No. Absolutamente ninguna. El patrón se ocupa de toda la navegación. Vosotros podéis participar tanto como queráis — desde aprender a llevar el timón hasta no tocar nada y simplemente disfrutar del viaje. No hay expectativa de que hagáis nada que no queráis hacer.
Lo que sí recomendamos: tomar el medicamento para el mareo antes de la primera travesía larga (Valencia – Baleares), especialmente si ninguno de los dos tiene experiencia en alta mar. Es una precaución simple que garantiza que el primer día sea placentero desde el minuto uno.
Cuándo es la mejor época para la luna de miel en velero
La mayoría de lunas de miel que organizamos son en junio, julio y septiembre. Junio y septiembre son especialmente buenos: el Mediterráneo tiene menos tráfico de embarcaciones, los fondeos están más tranquilos y las temperaturas son perfectas tanto en cubierta como en el agua.
Agosto es precioso pero más concurrido. Para quienes buscan mayor intimidad y soledad en los fondeos, junio o septiembre son la elección correcta.
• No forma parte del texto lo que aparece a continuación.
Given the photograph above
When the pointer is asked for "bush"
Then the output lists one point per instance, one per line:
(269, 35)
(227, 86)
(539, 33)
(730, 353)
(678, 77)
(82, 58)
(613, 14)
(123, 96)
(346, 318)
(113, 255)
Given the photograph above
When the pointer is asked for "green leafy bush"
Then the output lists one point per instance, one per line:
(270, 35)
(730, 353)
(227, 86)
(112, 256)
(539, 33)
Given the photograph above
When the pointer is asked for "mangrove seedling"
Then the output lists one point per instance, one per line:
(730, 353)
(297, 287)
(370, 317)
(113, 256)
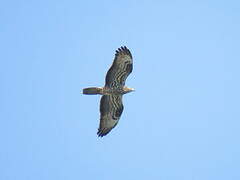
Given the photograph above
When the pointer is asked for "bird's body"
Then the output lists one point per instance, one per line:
(111, 106)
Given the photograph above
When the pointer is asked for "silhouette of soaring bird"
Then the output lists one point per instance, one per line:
(111, 106)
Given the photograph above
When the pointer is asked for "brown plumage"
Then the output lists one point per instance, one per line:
(111, 106)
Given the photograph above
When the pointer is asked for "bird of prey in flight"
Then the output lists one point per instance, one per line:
(111, 106)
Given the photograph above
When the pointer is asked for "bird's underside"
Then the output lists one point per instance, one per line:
(111, 106)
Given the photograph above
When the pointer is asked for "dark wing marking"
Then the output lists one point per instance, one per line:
(122, 66)
(111, 108)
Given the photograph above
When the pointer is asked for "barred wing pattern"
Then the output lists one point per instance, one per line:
(122, 66)
(111, 108)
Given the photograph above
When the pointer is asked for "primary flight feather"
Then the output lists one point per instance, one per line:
(111, 106)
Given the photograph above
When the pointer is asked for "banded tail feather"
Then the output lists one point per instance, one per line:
(92, 90)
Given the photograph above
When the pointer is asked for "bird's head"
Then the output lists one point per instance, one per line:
(127, 89)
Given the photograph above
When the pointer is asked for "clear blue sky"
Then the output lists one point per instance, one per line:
(181, 123)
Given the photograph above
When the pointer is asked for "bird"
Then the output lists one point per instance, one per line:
(111, 105)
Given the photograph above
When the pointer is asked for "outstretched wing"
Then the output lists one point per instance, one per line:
(122, 66)
(111, 108)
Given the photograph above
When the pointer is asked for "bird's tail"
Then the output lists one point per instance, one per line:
(92, 90)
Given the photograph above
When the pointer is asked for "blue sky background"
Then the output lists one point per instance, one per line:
(181, 123)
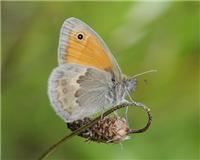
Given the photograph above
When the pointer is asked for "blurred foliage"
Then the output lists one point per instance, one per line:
(142, 36)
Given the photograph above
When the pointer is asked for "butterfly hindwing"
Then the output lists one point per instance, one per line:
(77, 91)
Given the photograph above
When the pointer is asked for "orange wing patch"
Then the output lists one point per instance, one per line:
(85, 49)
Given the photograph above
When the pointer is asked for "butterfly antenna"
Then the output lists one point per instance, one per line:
(137, 75)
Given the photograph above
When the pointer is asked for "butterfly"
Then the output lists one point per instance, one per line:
(87, 79)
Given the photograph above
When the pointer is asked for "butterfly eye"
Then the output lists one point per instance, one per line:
(80, 36)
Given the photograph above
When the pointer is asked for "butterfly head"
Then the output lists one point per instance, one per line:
(129, 84)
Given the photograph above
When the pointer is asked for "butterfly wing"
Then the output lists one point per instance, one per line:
(77, 91)
(79, 44)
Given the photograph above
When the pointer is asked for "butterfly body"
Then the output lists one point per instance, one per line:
(88, 78)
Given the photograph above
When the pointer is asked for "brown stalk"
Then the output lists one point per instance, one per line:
(49, 151)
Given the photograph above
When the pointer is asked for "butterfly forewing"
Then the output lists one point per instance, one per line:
(79, 44)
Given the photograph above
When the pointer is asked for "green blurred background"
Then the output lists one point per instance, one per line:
(142, 36)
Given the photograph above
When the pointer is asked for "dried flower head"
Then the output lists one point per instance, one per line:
(112, 129)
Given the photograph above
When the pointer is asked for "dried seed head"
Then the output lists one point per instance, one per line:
(110, 129)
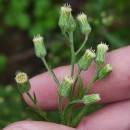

El momento que más recuerdan las parejas
Hemos organizado suficientes lunas de miel como para reconocer un patrón. El momento que más recuerdan no suele ser el más planificado. No es la cena especial ni la botella de champán. Suele ser algo así: amaneciendo, solos en una cala, con el agua completamente quieta y la luz del alba haciendo el mar de color rosa. Sin nadie más. En silencio. Pensando que esto era exactamente lo que necesitaban.
Eso es lo que puede dar un velero que ningún hotel del mundo puede replicar: la soledad de calidad, el silencio genuino, y la sensación de que el Mediterráneo existe solo para vosotros durante esa semana.
"La soledad de calidad, el silencio genuino, y la sensación de que el Mediterráneo existe solo para vosotros."